Basic Stock Options Concepts
If you think you’ve got a pretty good understanding of the stock market and have been thinking about learning about other investments, stock options are a natural enough place to begin. Options are complicated and they are also risky, so please make sure that once you get call options and put options explained to you, please paper trade for a while before using any real money in this sophisticated game.
Unlike stocks, with options you’re actually buying or selling the right to purchase 100 shares of stock at a certain price by a defined date in the future (in the case of call options), rather than the stock itself. That is one of the hardest things for new investors to understand about stock option basics, but it holds the key to really getting a handle on options. Rule number one is that a rise in the price of the stock doesn’t necessarily equate to the amount of increase in the price of an option related to that stock that you might expect.

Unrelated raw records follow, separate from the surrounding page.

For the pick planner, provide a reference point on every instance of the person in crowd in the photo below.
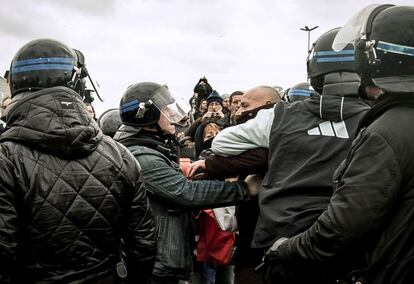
(190, 134)
(306, 140)
(201, 91)
(68, 194)
(371, 207)
(110, 121)
(91, 110)
(229, 118)
(255, 99)
(250, 162)
(209, 127)
(226, 103)
(148, 112)
(5, 101)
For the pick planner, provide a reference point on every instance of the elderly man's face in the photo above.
(235, 103)
(226, 102)
(251, 100)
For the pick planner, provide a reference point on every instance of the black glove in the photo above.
(276, 271)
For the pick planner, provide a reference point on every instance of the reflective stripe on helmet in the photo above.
(395, 48)
(48, 63)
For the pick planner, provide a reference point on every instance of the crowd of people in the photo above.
(313, 184)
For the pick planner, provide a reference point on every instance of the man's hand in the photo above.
(254, 183)
(193, 167)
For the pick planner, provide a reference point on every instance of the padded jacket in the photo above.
(372, 206)
(68, 194)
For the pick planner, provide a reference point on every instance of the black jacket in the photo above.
(308, 140)
(68, 195)
(372, 206)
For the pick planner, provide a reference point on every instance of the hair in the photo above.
(236, 93)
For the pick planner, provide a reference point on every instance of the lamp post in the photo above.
(307, 29)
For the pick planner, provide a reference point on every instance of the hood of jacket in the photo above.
(339, 99)
(53, 120)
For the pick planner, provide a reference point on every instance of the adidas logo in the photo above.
(329, 128)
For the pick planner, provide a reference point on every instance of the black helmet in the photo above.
(323, 59)
(383, 36)
(110, 121)
(142, 104)
(40, 64)
(299, 92)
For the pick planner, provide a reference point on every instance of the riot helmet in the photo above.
(299, 92)
(110, 121)
(323, 59)
(383, 36)
(143, 103)
(42, 63)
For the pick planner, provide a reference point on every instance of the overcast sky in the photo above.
(236, 44)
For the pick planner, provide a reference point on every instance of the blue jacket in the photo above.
(173, 197)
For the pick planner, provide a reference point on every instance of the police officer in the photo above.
(68, 194)
(148, 113)
(372, 204)
(307, 140)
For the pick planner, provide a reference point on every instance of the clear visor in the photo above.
(167, 105)
(354, 29)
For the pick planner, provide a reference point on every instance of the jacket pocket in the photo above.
(172, 242)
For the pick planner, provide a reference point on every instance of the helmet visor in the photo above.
(167, 105)
(354, 29)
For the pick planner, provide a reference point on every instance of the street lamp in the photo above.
(307, 29)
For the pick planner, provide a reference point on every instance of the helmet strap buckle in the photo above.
(371, 53)
(143, 107)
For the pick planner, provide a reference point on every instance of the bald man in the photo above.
(257, 98)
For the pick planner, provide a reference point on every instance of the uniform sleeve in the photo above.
(253, 161)
(9, 229)
(364, 196)
(164, 181)
(140, 239)
(252, 134)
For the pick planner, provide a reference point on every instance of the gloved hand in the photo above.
(274, 269)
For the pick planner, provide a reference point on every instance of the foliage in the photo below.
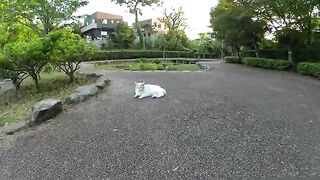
(232, 59)
(175, 41)
(205, 44)
(293, 14)
(28, 57)
(9, 70)
(174, 19)
(14, 32)
(123, 37)
(16, 105)
(290, 38)
(39, 15)
(134, 54)
(69, 50)
(276, 64)
(235, 25)
(135, 7)
(143, 65)
(312, 69)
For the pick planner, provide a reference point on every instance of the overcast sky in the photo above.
(197, 12)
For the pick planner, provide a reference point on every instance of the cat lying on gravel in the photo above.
(143, 90)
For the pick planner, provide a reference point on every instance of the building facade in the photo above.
(99, 25)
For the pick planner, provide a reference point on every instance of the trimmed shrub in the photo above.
(312, 69)
(298, 55)
(232, 59)
(276, 64)
(135, 54)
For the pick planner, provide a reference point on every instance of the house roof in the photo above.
(102, 15)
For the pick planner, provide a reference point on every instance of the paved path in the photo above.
(232, 122)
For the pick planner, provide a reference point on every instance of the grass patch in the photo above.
(16, 105)
(147, 66)
(232, 59)
(276, 64)
(311, 69)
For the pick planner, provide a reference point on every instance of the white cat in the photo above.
(146, 90)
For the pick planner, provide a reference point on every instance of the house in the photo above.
(99, 25)
(152, 27)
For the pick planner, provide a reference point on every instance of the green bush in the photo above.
(312, 69)
(232, 59)
(136, 54)
(276, 64)
(298, 55)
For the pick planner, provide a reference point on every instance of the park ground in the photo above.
(231, 122)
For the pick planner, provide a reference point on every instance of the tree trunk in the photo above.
(71, 77)
(290, 59)
(16, 84)
(141, 38)
(256, 50)
(309, 32)
(238, 50)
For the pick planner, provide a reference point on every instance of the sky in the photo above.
(197, 12)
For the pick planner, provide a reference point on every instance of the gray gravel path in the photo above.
(232, 122)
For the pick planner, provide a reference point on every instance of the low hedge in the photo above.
(136, 54)
(312, 69)
(232, 59)
(276, 64)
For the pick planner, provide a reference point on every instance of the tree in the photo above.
(235, 25)
(9, 70)
(123, 37)
(13, 33)
(290, 14)
(42, 16)
(174, 41)
(28, 57)
(174, 19)
(135, 7)
(176, 38)
(69, 50)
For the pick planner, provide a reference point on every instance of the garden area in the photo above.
(145, 65)
(16, 105)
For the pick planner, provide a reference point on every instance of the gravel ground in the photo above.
(233, 122)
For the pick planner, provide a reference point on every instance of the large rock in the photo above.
(88, 90)
(75, 98)
(101, 83)
(46, 109)
(94, 75)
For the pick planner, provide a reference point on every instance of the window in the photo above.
(104, 21)
(104, 33)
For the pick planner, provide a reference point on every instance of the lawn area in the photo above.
(146, 66)
(16, 105)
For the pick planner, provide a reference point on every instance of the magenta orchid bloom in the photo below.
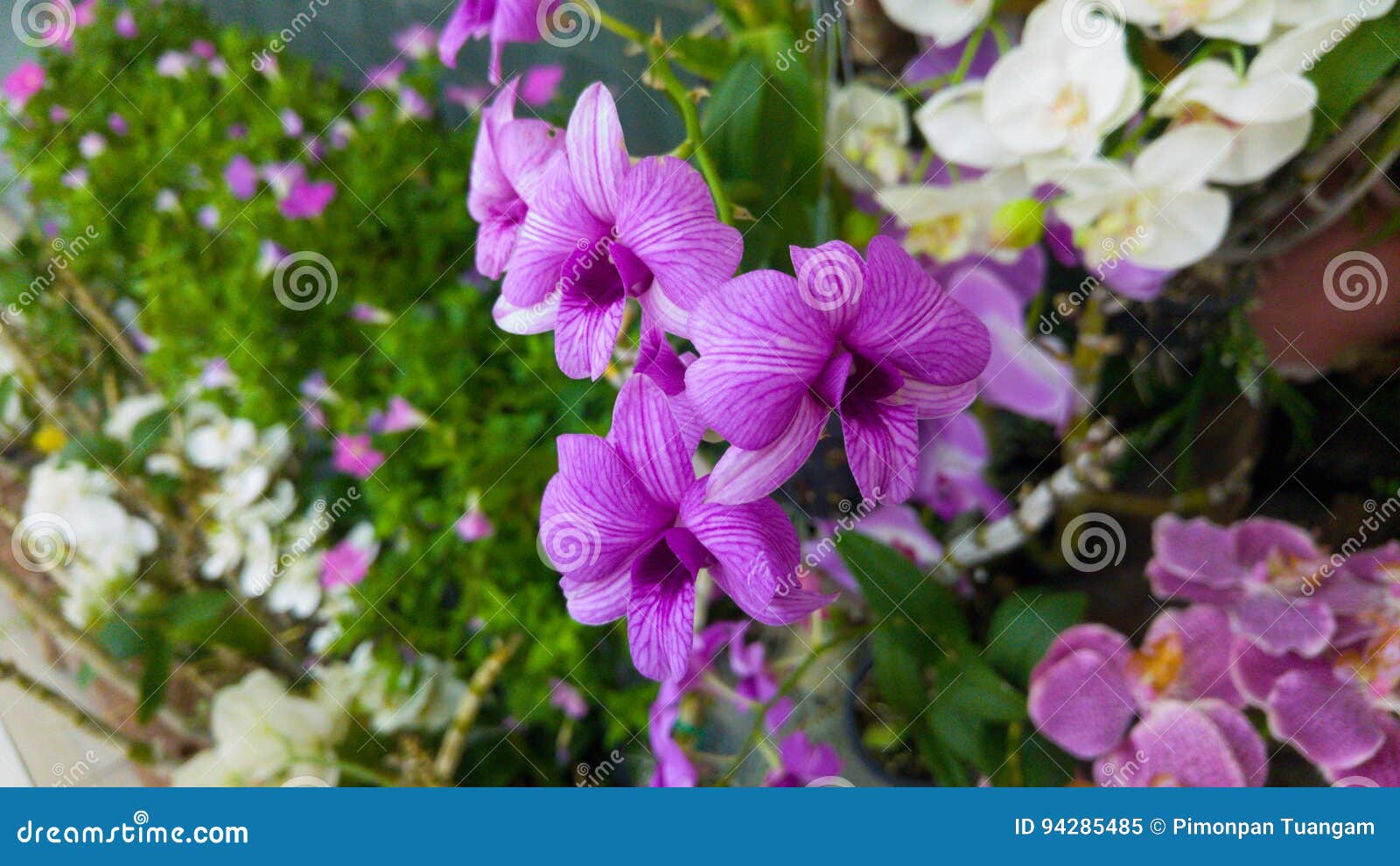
(1264, 572)
(954, 455)
(23, 83)
(500, 21)
(354, 455)
(627, 525)
(1091, 684)
(506, 170)
(877, 342)
(601, 231)
(802, 763)
(1204, 744)
(1024, 375)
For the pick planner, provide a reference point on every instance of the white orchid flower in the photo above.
(1266, 111)
(1057, 94)
(868, 133)
(945, 21)
(948, 223)
(1158, 213)
(1248, 21)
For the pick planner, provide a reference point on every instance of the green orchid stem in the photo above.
(695, 139)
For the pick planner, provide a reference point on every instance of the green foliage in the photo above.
(962, 700)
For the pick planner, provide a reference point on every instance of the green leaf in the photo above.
(1026, 625)
(895, 586)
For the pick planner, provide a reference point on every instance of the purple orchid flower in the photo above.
(601, 231)
(125, 25)
(354, 455)
(242, 177)
(954, 455)
(627, 523)
(1204, 744)
(1266, 572)
(1022, 377)
(500, 21)
(877, 340)
(1091, 684)
(24, 81)
(802, 763)
(416, 41)
(510, 158)
(541, 84)
(347, 562)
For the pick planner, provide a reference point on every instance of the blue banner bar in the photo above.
(469, 826)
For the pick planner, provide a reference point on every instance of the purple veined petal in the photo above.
(832, 280)
(906, 319)
(755, 546)
(1381, 770)
(557, 227)
(1194, 560)
(525, 319)
(1325, 716)
(667, 217)
(1182, 744)
(1197, 642)
(882, 450)
(760, 350)
(1280, 625)
(744, 476)
(646, 434)
(597, 153)
(790, 606)
(1082, 702)
(595, 515)
(937, 401)
(468, 21)
(662, 613)
(585, 333)
(598, 602)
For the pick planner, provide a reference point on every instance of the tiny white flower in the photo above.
(1267, 112)
(948, 223)
(868, 132)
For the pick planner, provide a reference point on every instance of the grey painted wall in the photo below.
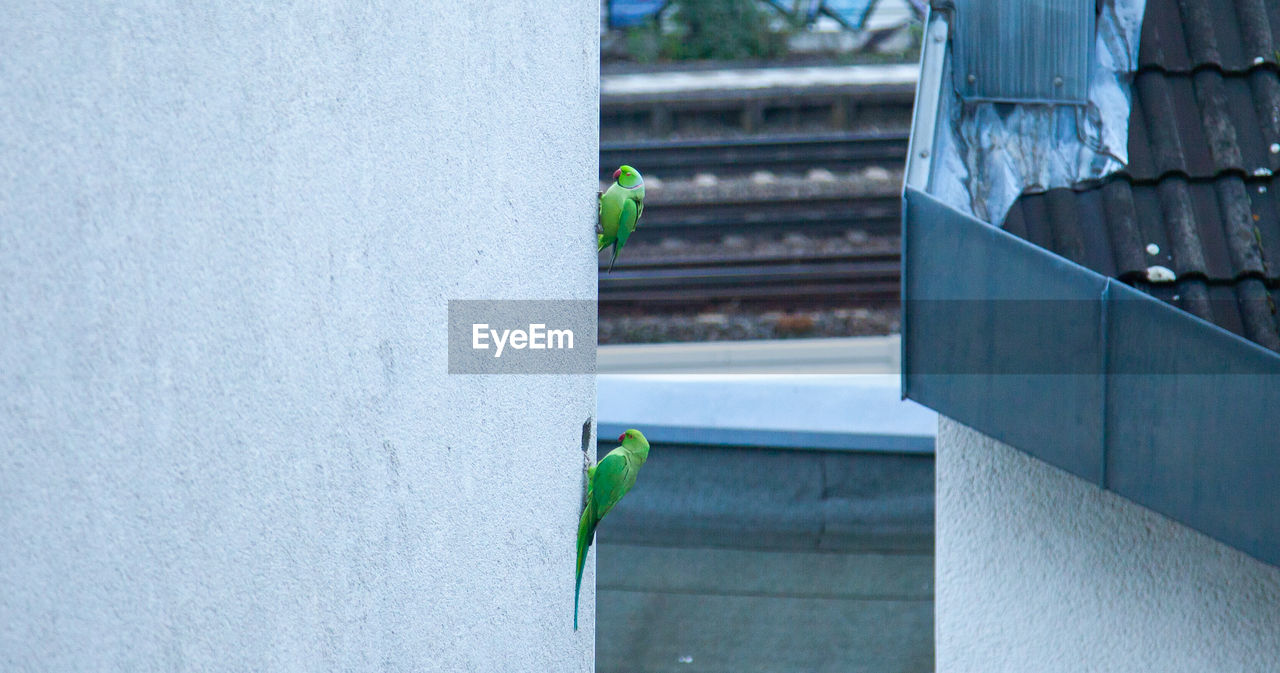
(1042, 571)
(227, 434)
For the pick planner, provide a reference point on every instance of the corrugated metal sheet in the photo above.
(1023, 50)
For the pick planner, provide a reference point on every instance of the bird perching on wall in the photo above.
(607, 482)
(620, 210)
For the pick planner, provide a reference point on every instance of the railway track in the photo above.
(818, 215)
(844, 279)
(777, 154)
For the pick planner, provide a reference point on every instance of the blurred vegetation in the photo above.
(709, 30)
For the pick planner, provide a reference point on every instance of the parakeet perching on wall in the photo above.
(620, 210)
(607, 481)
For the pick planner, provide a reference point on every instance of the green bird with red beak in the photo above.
(620, 210)
(607, 482)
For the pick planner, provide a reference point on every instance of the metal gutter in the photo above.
(776, 439)
(1091, 375)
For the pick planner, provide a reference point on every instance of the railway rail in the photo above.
(778, 154)
(844, 279)
(823, 215)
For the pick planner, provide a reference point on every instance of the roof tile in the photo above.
(1230, 35)
(1201, 195)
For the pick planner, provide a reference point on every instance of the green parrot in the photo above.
(620, 210)
(607, 481)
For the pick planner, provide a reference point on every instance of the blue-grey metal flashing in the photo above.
(928, 91)
(1023, 50)
(1092, 376)
(776, 439)
(760, 497)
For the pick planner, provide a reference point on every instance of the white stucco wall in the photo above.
(227, 435)
(1041, 571)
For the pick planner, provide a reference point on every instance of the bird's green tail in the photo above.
(585, 532)
(615, 257)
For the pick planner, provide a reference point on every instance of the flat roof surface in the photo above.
(855, 406)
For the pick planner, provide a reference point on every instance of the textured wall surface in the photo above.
(1041, 571)
(227, 434)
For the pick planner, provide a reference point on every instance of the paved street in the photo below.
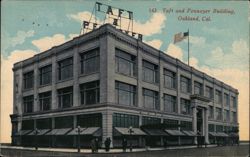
(228, 151)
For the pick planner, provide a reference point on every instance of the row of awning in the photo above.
(95, 131)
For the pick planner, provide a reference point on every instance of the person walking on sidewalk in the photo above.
(124, 144)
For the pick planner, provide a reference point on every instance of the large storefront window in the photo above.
(28, 80)
(150, 72)
(185, 85)
(151, 99)
(185, 106)
(169, 103)
(90, 120)
(90, 62)
(125, 93)
(28, 102)
(125, 63)
(65, 97)
(90, 93)
(169, 79)
(125, 120)
(45, 101)
(45, 75)
(65, 69)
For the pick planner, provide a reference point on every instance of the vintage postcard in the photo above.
(122, 76)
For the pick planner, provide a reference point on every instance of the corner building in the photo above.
(106, 82)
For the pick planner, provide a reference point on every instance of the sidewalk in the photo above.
(102, 150)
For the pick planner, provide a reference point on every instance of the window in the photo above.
(218, 114)
(218, 97)
(125, 63)
(150, 120)
(28, 104)
(125, 94)
(209, 92)
(27, 124)
(65, 69)
(125, 120)
(233, 117)
(211, 127)
(45, 75)
(210, 112)
(64, 122)
(90, 93)
(65, 97)
(185, 106)
(28, 80)
(90, 120)
(226, 99)
(186, 126)
(198, 88)
(151, 99)
(150, 72)
(45, 101)
(45, 123)
(169, 103)
(185, 85)
(90, 62)
(169, 79)
(233, 102)
(226, 115)
(171, 124)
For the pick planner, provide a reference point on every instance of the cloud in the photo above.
(152, 26)
(155, 43)
(237, 57)
(7, 89)
(175, 51)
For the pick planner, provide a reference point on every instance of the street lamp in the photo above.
(130, 133)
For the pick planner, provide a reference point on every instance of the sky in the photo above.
(219, 38)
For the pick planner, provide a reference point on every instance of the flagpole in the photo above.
(188, 47)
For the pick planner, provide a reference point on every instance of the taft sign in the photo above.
(120, 18)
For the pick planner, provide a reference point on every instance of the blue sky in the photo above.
(219, 47)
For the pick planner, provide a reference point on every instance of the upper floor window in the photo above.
(150, 72)
(65, 69)
(125, 120)
(209, 92)
(125, 63)
(28, 80)
(233, 102)
(151, 99)
(65, 97)
(150, 120)
(226, 115)
(185, 106)
(125, 94)
(218, 97)
(90, 62)
(28, 103)
(169, 103)
(45, 75)
(90, 93)
(210, 112)
(226, 99)
(169, 79)
(45, 101)
(185, 84)
(218, 114)
(198, 88)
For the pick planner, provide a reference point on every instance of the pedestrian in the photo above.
(96, 144)
(93, 149)
(107, 144)
(124, 144)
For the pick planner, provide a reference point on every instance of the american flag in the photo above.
(180, 36)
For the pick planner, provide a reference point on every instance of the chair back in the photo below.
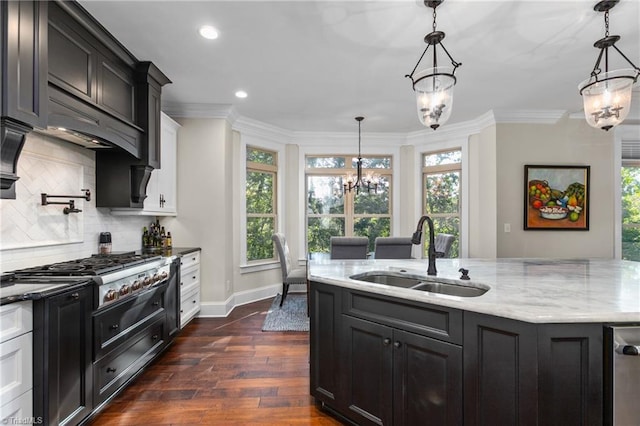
(443, 243)
(283, 253)
(393, 248)
(349, 247)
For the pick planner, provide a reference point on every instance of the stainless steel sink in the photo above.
(422, 283)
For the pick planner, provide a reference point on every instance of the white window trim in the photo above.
(463, 144)
(279, 149)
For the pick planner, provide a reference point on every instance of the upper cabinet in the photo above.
(65, 75)
(161, 190)
(23, 88)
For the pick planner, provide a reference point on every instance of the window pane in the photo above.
(437, 158)
(324, 195)
(320, 230)
(325, 162)
(442, 192)
(372, 227)
(259, 193)
(258, 156)
(372, 162)
(259, 232)
(373, 203)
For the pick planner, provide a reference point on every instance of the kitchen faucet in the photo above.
(431, 270)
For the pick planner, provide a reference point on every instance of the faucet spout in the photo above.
(417, 236)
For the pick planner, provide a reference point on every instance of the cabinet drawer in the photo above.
(16, 364)
(20, 408)
(15, 319)
(189, 307)
(118, 367)
(190, 259)
(434, 321)
(189, 280)
(115, 324)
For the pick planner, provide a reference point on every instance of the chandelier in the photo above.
(354, 183)
(607, 95)
(434, 86)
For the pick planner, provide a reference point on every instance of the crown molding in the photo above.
(194, 110)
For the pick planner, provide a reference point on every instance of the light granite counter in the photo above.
(531, 290)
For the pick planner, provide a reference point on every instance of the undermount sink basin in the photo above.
(422, 283)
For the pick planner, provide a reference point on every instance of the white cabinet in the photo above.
(16, 362)
(162, 186)
(189, 287)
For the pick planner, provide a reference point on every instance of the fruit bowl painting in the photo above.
(556, 197)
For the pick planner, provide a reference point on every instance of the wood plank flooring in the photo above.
(224, 371)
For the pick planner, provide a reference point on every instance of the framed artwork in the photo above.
(556, 198)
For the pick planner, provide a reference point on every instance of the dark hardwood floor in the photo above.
(224, 371)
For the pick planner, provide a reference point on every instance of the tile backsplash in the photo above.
(32, 234)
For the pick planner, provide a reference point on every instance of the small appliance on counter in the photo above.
(104, 247)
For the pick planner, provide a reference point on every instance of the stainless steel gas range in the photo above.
(90, 342)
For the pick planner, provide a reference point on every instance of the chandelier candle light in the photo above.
(352, 183)
(607, 95)
(434, 86)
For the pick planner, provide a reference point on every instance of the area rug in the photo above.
(291, 317)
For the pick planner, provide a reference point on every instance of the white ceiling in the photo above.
(315, 65)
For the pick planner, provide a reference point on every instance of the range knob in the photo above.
(124, 290)
(110, 296)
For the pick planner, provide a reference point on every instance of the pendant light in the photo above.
(607, 95)
(354, 183)
(434, 86)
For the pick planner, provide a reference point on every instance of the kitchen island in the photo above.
(532, 350)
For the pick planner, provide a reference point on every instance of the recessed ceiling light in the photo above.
(208, 32)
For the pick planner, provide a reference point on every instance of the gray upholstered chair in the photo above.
(289, 275)
(443, 243)
(349, 247)
(393, 248)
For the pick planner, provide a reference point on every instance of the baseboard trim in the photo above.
(223, 309)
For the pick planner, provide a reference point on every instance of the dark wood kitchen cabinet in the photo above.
(23, 86)
(62, 335)
(532, 374)
(380, 360)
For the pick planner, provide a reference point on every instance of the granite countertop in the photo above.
(531, 290)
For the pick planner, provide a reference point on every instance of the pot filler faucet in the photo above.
(431, 270)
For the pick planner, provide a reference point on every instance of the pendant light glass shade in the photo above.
(434, 96)
(607, 99)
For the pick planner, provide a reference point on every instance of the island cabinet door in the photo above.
(500, 371)
(367, 364)
(427, 376)
(324, 320)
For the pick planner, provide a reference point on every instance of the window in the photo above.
(330, 212)
(262, 174)
(441, 194)
(630, 185)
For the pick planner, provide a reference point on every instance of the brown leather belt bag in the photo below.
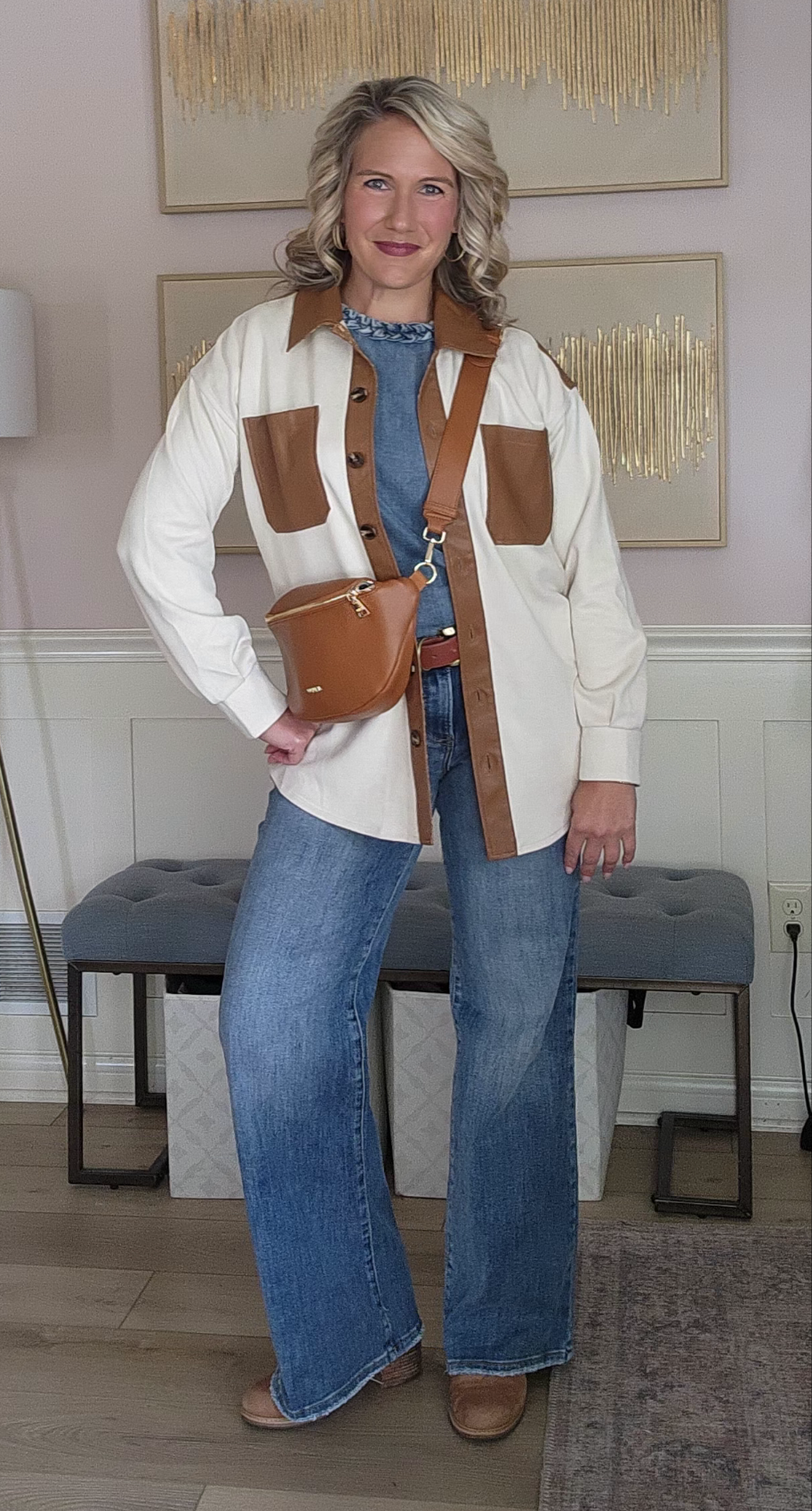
(349, 645)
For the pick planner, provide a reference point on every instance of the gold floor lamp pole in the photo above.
(30, 915)
(19, 417)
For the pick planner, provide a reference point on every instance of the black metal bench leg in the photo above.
(144, 1095)
(714, 1121)
(744, 1110)
(79, 1173)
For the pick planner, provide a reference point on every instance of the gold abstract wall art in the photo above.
(582, 95)
(651, 395)
(266, 54)
(652, 385)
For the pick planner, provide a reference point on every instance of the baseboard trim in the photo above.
(742, 642)
(777, 1106)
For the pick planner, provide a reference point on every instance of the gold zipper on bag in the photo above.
(350, 595)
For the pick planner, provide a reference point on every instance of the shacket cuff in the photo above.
(255, 705)
(610, 755)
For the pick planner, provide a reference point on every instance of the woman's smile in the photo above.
(398, 248)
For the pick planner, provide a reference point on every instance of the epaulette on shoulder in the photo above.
(567, 381)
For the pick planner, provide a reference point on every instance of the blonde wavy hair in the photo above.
(476, 262)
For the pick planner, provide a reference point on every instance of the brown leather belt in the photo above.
(438, 650)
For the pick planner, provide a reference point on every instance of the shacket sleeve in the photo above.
(166, 545)
(608, 640)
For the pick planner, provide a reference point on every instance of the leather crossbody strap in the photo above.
(458, 439)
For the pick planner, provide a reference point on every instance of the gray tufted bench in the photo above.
(651, 928)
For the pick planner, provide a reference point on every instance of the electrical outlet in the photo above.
(790, 904)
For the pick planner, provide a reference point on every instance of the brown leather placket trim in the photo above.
(359, 437)
(478, 682)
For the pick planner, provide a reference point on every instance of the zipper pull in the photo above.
(359, 608)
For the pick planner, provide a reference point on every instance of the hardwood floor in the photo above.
(130, 1324)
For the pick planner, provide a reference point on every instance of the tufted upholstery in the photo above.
(643, 924)
(157, 910)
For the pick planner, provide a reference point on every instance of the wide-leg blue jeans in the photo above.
(299, 981)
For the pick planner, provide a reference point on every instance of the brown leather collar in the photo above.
(456, 324)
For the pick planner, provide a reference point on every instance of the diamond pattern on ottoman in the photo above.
(420, 1050)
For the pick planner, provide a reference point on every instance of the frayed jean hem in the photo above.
(515, 1366)
(338, 1398)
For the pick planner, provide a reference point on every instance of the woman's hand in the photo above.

Many things feed into the valuation of an option, including the amount of time left until the option expires, as well as how far above the current stock price is the price at which the call option gives you the right to buy the stock. For example, with XYZ stock trading at $15/share, if you own an option that gives you the right to buy the stock at say $25/share with only a month left on the option, it stands to reason that your option won’t be worth very much because it is very unlikely that it can reach the so-called ‘strike price’ before it expires. “Out of the money’ options like this are the riskiest options of all, though many investors like them because they are so cheap that if the stock moves in the direction that you expect you might double or even triple your money in a short amount of time.
Most investment professionals agree that the best way to approach options investing is by allocating only a very small percentage of your overall portfolio-say 5% or so-toward options. While the leverage is attractive, the flip side of leverage is increased risk, and there is a limit to how much you want to subject your portfolio to this amount risk.